The game isn’t “hard”. When I say a game is hard, even “too hard” I mean its got a steep level of challenge. Its like doing complex algebra without a calculator. This game isn’t hard its not playable.
I’d be curious perhaps to revisit this one to see if playing a multiplayer game is a better experience. I’d imagine so. The presentation is actually rather nice and arcade like. I especially enjoy how the ball increases in size on the overhead view, as it flies up towards the birds eye camera. It’s a bit odd how the pitching and batting work, with your player sliding all over the place to line up with the ball or position for a strike. I suppose though this was still a time for a lot of experimentation with this dynamic of the sport, the physical application of which is hard to translate into video game form.

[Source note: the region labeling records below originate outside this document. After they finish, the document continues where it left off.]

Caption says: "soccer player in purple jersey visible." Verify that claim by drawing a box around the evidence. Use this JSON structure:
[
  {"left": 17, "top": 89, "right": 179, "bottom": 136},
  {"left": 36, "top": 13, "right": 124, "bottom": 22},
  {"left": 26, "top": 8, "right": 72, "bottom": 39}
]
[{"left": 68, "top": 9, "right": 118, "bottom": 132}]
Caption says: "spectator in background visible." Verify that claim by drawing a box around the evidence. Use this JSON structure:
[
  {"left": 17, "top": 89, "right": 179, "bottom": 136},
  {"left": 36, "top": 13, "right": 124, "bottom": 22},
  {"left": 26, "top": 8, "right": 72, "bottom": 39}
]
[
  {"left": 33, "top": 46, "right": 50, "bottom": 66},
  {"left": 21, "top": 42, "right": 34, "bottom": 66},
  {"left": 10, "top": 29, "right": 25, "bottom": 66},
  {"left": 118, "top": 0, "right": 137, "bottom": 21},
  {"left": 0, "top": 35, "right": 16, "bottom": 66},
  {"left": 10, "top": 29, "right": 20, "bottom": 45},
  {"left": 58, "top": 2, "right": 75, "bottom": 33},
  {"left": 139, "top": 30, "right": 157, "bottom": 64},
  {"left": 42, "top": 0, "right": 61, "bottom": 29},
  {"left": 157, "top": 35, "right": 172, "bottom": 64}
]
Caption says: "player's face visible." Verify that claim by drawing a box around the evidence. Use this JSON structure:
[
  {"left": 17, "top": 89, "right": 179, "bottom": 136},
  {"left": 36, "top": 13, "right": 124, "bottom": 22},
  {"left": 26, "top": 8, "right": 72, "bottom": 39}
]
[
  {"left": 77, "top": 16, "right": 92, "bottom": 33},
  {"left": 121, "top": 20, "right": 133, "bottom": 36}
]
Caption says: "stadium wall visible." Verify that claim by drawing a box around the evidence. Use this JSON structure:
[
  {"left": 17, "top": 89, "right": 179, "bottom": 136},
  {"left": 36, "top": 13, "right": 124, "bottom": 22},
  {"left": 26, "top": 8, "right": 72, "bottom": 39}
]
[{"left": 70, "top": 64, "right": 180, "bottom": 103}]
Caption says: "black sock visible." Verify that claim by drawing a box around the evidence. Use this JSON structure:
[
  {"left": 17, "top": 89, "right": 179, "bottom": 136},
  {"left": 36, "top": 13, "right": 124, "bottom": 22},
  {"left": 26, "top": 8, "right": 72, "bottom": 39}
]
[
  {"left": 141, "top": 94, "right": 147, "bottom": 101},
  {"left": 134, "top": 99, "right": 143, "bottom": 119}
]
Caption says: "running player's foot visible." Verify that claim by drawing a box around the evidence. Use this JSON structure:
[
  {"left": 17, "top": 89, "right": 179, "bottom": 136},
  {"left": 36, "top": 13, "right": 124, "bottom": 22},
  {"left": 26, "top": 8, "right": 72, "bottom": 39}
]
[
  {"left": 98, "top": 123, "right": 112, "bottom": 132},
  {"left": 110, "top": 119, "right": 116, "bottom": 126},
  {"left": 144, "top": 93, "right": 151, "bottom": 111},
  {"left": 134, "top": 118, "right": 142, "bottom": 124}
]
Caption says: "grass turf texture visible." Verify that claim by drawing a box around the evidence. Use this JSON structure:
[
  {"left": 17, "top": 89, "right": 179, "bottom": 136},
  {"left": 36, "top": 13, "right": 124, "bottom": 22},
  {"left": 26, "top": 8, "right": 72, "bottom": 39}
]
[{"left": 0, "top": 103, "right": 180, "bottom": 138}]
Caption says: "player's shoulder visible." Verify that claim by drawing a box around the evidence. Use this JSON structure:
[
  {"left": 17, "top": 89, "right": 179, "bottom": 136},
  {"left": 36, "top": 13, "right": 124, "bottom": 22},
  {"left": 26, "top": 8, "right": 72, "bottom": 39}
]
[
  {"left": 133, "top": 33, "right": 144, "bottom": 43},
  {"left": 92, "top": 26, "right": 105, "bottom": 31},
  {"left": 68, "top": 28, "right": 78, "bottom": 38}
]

But this is still an awesome effect. 

It is also worth noting that this is our first example of Sega’s famous marketing strategy of celebrity endorsements. This led me to research a bit about Lasorda who I knew nothing about – again not being a baseball guy. Even as a non-baseball aficionado it was an impressive career to read about. I kind of feel like this game doesn’t do him any justice. He was playing for the Dodgers while there were still Nazi’s in Europe for Pete’s sake!

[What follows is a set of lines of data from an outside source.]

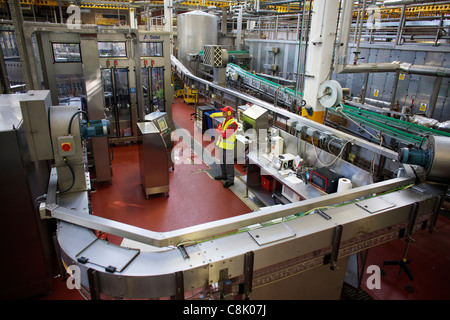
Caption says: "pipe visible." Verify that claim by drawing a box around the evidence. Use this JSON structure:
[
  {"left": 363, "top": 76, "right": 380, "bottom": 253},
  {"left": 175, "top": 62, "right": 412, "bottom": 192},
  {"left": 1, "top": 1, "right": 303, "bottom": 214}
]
[{"left": 334, "top": 0, "right": 450, "bottom": 78}]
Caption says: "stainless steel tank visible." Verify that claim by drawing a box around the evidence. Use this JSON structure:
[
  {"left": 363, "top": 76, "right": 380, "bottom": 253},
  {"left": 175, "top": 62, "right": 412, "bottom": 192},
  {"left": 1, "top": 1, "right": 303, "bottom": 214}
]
[{"left": 177, "top": 10, "right": 218, "bottom": 68}]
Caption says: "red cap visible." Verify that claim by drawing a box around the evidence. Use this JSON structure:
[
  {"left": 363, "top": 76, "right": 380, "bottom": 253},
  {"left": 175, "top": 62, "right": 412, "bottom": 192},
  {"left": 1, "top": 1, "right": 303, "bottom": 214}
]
[{"left": 220, "top": 106, "right": 233, "bottom": 112}]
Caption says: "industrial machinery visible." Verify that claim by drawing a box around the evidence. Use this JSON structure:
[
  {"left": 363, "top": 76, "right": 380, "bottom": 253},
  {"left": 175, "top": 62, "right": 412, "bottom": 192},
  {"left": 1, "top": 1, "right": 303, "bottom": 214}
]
[
  {"left": 2, "top": 0, "right": 450, "bottom": 299},
  {"left": 138, "top": 118, "right": 170, "bottom": 199},
  {"left": 145, "top": 111, "right": 175, "bottom": 171}
]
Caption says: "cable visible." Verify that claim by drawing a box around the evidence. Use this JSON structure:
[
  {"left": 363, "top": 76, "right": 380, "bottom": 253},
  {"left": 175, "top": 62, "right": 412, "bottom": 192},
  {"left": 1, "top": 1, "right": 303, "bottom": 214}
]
[
  {"left": 67, "top": 110, "right": 89, "bottom": 135},
  {"left": 59, "top": 157, "right": 75, "bottom": 193},
  {"left": 312, "top": 139, "right": 355, "bottom": 167}
]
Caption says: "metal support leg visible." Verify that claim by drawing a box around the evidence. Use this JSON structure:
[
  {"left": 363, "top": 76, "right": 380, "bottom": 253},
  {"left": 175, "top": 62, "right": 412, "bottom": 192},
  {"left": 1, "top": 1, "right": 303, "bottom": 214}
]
[
  {"left": 381, "top": 202, "right": 419, "bottom": 292},
  {"left": 429, "top": 196, "right": 444, "bottom": 233},
  {"left": 242, "top": 251, "right": 255, "bottom": 300},
  {"left": 88, "top": 269, "right": 100, "bottom": 300},
  {"left": 175, "top": 271, "right": 184, "bottom": 300},
  {"left": 330, "top": 225, "right": 344, "bottom": 270},
  {"left": 355, "top": 249, "right": 369, "bottom": 300},
  {"left": 52, "top": 234, "right": 66, "bottom": 281}
]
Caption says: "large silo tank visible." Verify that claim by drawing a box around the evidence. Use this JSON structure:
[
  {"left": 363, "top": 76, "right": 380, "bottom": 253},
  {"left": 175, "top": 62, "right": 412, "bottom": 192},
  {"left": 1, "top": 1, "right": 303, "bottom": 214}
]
[{"left": 177, "top": 10, "right": 218, "bottom": 67}]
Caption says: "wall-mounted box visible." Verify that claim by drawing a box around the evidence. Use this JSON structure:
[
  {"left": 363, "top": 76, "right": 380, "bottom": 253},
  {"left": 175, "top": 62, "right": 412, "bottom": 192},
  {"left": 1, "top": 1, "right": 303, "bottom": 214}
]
[{"left": 20, "top": 90, "right": 53, "bottom": 161}]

The Dodger’s, the team for which most of his acclimates are accredited, does not actually make an appearance in this game. No MLB team does. This tended to happen a lot as those official licenses are often expensive to come by.


It’s hard to say if I gave Tommy Lasorda Baseball a fair chance or not. I met all my personal requirements for a game but it certainly had more to look into. It is the first example we have hit of a game running on a password system, a common feature to replace less than reliable battery backup, and had lots of stat based features that I didn’t really bother checking out. The reason for this is simple – if the single player campaign is unplayable than there really isn’t an additional mode in the world that can fix the title. It’s a bit disappointing because the game has decent presentation and may even be fun on a two player setting….But there are other baseball games that offer presentation, good multiplayer, and great single player. Most fans who aren’t collecting everything out right will likely be better off going with a later baseball title.